第36筆 指南役の根回しとアポ取りは人知れず

 ◆◇◆◇◆◇◆


 ここは六聖教の総本山。

 アジトから到着した枢機卿は教皇及び神狼フェンリルを異能によって閉じ込め、烈戦を繰り広げていた。


「グハァァァァ!!」

「グァルルゥゥゥ──!!」

「クハハハハハ!! 甘い、甘いわ雅臣ィ、じゃなかった、教皇と雌狼め!」


 吠えるフェンリル、狼狽える教皇に不足なし。

 右手に雅臣の姿が視える水晶玉を持ち、左手に禍々しい黒い闘気を放つ剣で一薙ぎにして教皇を吹き飛ばした。

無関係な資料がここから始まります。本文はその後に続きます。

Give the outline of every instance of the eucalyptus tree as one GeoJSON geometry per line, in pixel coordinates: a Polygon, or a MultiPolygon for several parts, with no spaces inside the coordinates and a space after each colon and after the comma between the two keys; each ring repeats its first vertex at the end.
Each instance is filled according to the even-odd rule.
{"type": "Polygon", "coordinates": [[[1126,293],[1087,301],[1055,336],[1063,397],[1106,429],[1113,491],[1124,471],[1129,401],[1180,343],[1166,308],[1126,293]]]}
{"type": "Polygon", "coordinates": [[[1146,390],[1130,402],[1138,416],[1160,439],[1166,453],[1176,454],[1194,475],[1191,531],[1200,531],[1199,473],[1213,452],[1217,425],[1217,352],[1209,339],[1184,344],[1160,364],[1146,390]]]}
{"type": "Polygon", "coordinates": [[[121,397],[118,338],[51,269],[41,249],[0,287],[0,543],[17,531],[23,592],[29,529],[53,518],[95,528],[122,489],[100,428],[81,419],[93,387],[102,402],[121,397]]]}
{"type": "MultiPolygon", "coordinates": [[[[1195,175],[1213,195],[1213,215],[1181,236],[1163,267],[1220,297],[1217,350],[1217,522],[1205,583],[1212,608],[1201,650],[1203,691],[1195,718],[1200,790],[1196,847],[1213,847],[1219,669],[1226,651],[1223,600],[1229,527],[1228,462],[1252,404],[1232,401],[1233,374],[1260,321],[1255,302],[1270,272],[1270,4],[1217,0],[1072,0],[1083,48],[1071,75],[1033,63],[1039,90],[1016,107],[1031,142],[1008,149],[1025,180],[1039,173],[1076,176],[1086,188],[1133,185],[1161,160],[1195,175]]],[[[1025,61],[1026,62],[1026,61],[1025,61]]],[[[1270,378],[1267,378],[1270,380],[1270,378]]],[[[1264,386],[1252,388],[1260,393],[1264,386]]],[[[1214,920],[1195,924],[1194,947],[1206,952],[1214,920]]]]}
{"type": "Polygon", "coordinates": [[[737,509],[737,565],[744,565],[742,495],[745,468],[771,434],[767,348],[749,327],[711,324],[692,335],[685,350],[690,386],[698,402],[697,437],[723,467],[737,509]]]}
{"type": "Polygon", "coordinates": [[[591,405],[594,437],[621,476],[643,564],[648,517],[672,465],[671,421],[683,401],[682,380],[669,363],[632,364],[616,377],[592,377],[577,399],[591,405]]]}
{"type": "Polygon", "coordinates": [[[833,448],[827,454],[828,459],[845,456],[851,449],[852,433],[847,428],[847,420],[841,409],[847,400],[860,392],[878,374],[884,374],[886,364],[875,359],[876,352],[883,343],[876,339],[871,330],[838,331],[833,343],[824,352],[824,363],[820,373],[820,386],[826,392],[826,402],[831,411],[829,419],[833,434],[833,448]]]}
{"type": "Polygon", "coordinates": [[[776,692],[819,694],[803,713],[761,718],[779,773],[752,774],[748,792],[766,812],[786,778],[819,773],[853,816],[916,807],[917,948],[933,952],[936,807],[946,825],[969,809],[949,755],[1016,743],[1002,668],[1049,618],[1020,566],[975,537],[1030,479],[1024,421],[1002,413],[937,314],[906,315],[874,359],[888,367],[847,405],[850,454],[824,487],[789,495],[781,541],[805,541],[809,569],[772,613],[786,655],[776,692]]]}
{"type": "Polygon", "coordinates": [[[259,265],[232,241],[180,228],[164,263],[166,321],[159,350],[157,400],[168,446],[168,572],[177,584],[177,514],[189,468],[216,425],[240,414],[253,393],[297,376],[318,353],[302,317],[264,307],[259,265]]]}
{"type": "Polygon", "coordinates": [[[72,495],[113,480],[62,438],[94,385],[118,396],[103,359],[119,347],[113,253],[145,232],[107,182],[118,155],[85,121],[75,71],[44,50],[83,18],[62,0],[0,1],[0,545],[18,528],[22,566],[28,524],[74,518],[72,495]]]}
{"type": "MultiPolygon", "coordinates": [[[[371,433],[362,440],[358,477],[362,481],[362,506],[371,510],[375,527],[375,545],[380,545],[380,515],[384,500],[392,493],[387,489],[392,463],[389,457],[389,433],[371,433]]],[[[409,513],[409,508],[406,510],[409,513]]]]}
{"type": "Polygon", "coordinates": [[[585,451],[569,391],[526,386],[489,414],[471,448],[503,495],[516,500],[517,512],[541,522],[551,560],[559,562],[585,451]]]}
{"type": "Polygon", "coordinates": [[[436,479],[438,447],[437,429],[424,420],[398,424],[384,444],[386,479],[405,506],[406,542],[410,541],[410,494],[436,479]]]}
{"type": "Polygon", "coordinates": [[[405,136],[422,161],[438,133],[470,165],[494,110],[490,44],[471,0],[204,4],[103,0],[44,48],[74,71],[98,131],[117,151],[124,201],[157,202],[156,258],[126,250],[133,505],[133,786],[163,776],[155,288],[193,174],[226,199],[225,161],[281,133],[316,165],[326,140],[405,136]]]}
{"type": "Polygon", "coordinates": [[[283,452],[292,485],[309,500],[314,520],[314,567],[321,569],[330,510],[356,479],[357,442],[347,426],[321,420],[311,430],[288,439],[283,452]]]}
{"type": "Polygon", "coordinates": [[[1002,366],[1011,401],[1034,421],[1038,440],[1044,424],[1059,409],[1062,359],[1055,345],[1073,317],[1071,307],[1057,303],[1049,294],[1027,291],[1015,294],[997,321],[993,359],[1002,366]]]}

「あら枢機卿、水晶を覗きながらの戦闘、優雅ではありませんわ」


 派手な衣裳の蝶の羽根と仮面を付けた女が注意するも彼は何もしないかと思いきや斬りかかった!


 が、何事もなくすり抜けた。彼女は精霊の頂点、すなわち精霊王でありながら魔神という特異な精神生命体である。


「相変わらず食えん奴だ。だがな、ミスリードに嵌まり行く雅臣の姿は快感だ! 」

「いいえ、優雅に絢爛に、ですわ」

「ラーッラッラッ! 〘ラオフーデストロイ我が自慢の肉体の圧槌〙──!」


 虎の耳を持ち、十二条に交差する黒帯を顔に巻き付けて簡素な仮面としたレスラーが床を凹ませるほどの脚力で飛翔。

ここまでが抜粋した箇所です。